Model comparisons for two additional example neurons are provided (Fig. 7; only tuning curves at the optimal stimulus rotation are shown). Both neurons responded preferentially to the concave shapes in our stimulus set. For the first neuron (Fig. 7A), both the observed and predicted tuning centroids shifted systematically as a function of stimulus size, consistent with sensitivity to absolute curvature. For the second neuron (Fig. 7B), the observed tuning centroids did not shift appreciably as a function of stimulus size, consistent with sensitivity to normalized curvature, although the predicted tuning centroids did shift systematically. Collectively, these results confirm that our stimuli and analyses were sensitive enough to reveal possible systematic changes in neuronal stimulus tuning across size. These data also illustrate that, consistent with our predictions (Fig. 2), neurons that encode absolute curvature and are convex-preferring have negative slopes for the tuning centroids across scale, whereas neurons that are concave-preferring have positive slopes.

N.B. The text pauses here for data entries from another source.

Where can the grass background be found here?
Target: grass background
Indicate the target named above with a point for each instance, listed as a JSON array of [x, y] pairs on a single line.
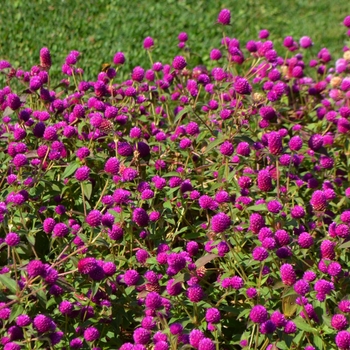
[[99, 28]]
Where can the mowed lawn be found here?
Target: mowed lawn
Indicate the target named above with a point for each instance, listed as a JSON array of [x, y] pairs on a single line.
[[99, 28]]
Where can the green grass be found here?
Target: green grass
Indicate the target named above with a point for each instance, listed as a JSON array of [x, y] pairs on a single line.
[[99, 28]]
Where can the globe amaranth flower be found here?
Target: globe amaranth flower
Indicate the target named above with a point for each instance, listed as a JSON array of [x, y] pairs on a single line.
[[195, 293], [297, 212], [131, 277], [94, 218], [305, 240], [256, 222], [318, 201], [278, 319], [275, 143], [258, 314], [274, 206], [206, 344], [260, 254], [224, 17], [12, 239], [342, 339], [264, 180], [179, 63], [327, 249], [339, 322], [35, 268], [220, 222], [43, 323], [140, 217], [288, 275], [195, 337], [212, 315], [142, 336]]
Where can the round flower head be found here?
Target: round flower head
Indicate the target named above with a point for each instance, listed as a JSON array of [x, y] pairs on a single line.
[[195, 293], [318, 201], [179, 63], [339, 322], [260, 254], [212, 315], [94, 218], [264, 181], [91, 334], [257, 222], [342, 339], [305, 240], [258, 314], [142, 336], [140, 217], [35, 268], [288, 275], [12, 239], [327, 249], [43, 323], [275, 143], [119, 58], [112, 166], [297, 212], [224, 17], [226, 148], [242, 86], [23, 320], [220, 222], [131, 277], [195, 337], [148, 43], [206, 344]]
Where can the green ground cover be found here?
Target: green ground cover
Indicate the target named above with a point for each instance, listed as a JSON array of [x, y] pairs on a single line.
[[99, 28]]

Additional example responses to the scale test. A, B, Observed and predicted responses for two neurons (left; symbols and lines); both neurons preferred the concave indentation in our stimulus set. Observed and predicted tuning centroids for the same neurons (right, black and red).

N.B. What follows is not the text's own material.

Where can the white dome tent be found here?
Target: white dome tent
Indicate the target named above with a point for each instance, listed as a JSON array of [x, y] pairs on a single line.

The example neuronal responses and population analyses described thus far suggest that some V4 neurons are sensitive to absolute curvature, whereas others are sensitive to normalized curvature. To quantitatively evaluate which of the two coding schemes (absolute or normalized curvature) best accounted for the observed responses of each V4 neuron recorded, we performed direct comparisons of the two models on a neuron-by-neuron basis. We generated two model predictions for each neuron: an absolute curvature prediction and a normalized curvature prediction (see Materials and Methods). We then computed the partial correlations between the observed responses and each of the two predictions and compared them (Movshon et al., 1985; Smith et al., 2005; see Materials and Methods). For the first example neuron (Fig. 5), the r-to-Z transformed partial correlation of the absolute curvature prediction exceeded that of the normalized curvature prediction (Za = 4.01; Zn = 2.39); this difference was significant and the neuron was therefore classified as selective for absolute curvature (Za − Zn > 1.28; p < 0.1; see Materials and Methods). For the second example neuron (Fig. 6), the r-to-Z transformed partial correlation for the normalized curvature prediction exceeded that of the absolute curvature prediction (Zn = 3.66; Za = 0.83); this difference was significant and the neuron was therefore classified as sensitive to normalized curvature (Zn − Za > 1.28; p < 0.1).

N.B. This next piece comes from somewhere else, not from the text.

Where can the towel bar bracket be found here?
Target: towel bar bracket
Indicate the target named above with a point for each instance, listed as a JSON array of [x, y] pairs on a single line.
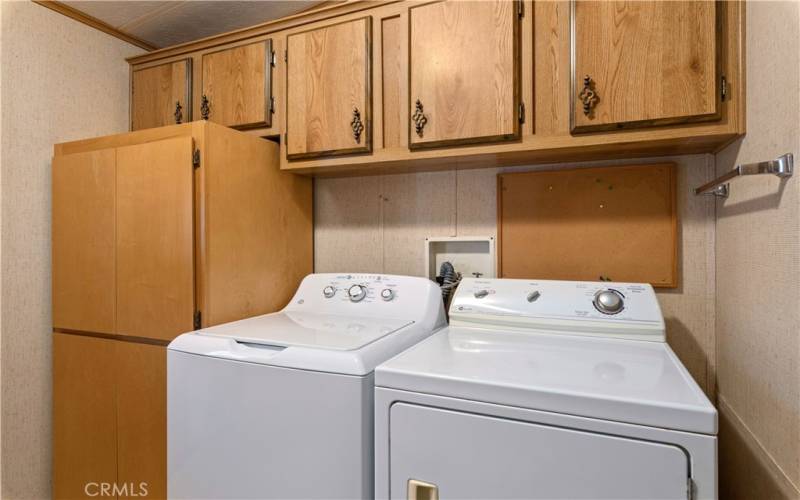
[[720, 187]]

A scatter plot of the r-to-Z transformed partial correlation values for each neuron recorded is shown (Fig. 8; N = 80). The partial correlation value for the normalized curvature prediction (Zn, ordinate) is plotted against that for the absolute curvature prediction (Za, abscissa); dashed lines indicate the statistical bounds used for classification (see Materials and Methods). Across the population, Zn exceeded Za for 66 neurons (∼83%), indicating that the normalized curvature model provided a better account of the responses of most V4 neurons. Of these neurons, the difference between Zn and Za was statistically significant for 58 neurons (∼73%; Zn − Za > 1.28; p < 0.1), and these were classified as selective for normalized curvature (red). Of the remaining 14 neurons for which Za exceeded Zn, the difference between these measures was statistically significant for 10 neurons (∼13%), and these were classified as selective for absolute curvature (black). For the 10 neurons that encode absolute curvature, the observed and predicted tuning centroid slopes were well matched (r = 0.67; p = 0.04). Collectively, these model-driven analyses corroborate our findings based on the tuning centroid analyses and the linear separability indices (Fig. 4): most V4 neurons were selective for normalized curvature and thus consistent with maintaining their preferences for shape stimuli across appreciable transformations of stimulus scale within the RF.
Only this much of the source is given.